For Standard Chartered, London has historic advantages. Its operations are evenly spread across different countries and regions and the UK has provided a neutral, stable home with a strong legal system and regulatory structure (despite the flaws revealed by the 2008 crisis). Without a sharp prod to move, it would probably stay.

But British parochialism is evident both in how the bank levy has been imposed and the general reaction to HSBC raising the possibility of leaving ("They're only bluffing and good riddance to bankers, anyway," has been the dominant note). The truth is that Asia is an attractive alternative.

Not only is HSBC valued by Hong Kong investors more for paying dividends than taxes but it wins easily on "a 20-year view on where is the fastest economic growth in the world", as Stuart Gulliver, HSBC's chief executive, phrased the choice this week.
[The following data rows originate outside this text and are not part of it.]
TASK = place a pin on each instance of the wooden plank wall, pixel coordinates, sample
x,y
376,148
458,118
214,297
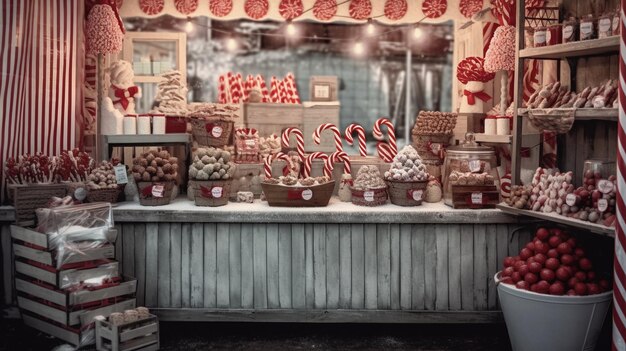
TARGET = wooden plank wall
x,y
317,266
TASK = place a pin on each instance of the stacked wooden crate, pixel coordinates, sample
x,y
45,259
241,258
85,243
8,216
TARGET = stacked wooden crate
x,y
63,284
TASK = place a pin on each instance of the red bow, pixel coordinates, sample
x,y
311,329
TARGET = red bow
x,y
123,96
471,96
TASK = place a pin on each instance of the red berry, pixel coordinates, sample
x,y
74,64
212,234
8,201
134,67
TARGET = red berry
x,y
580,288
567,259
563,274
585,264
552,253
531,278
545,274
542,234
535,267
552,263
564,248
554,241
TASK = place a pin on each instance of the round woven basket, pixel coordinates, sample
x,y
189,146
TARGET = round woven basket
x,y
406,193
145,193
204,131
211,193
371,197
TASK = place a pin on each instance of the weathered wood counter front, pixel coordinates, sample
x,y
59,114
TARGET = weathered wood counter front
x,y
341,263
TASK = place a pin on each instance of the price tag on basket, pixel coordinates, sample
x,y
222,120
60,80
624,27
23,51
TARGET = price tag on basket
x,y
157,190
414,194
120,174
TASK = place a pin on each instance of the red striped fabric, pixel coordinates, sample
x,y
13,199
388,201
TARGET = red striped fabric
x,y
40,46
619,317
HSBC came to the UK in 1993 to hedge political and financial risk, but this is a logical time to double down on Asia.

Both Hong Kong and Singapore are well supervised financial centres that emerged intact from the 1997 Asian crisis - one US chief executive rates Singapore as "the gold standard" for regulation, with well-paid, technocratic and strict supervisors that impose firm risk limits. The Hong Kong Monetary Authority is known for intervening to curtail property lending.

The question is whether Hong Kong is strong enough to take on the whole of HSBC's $2.6tn balance sheet. It is already highly banked - banking assets are 700 per cent of gross domestic product and HSBC is the largest local bank. China could stand behind the territory in a crisis, but HSBC would not want to risk the dragon's embrace.

The UK has made it easier for HSBC to leave in this regard. By imposing ringfencing of balance sheets of UK retail banks from 2019, it is mirroring how HSBC structures itself. Instead of relying on a central pool of capital - whether in London or Hong Kong - to support all of its activities, it holds capital at each subsidiary, lessening the weight for Hong Kong to bear.

It would be useful for HSBC and the UK to part ways now. The former has grumbled for a long time about having to be in London and has a natural home to which to relocate. The latter would get a reality check - evidence that it stands to lose something by treating global banks that choose to domicile there largely as taxable pariahs.

The loss would involve more than the levy - although halving the amount that HSBC pays would be significant enough. It would also mean a reduction in jobs and in work for professional services firms. The UK, along with other countries, is right to regulate banks more tightly than before. But it needs them to settle too.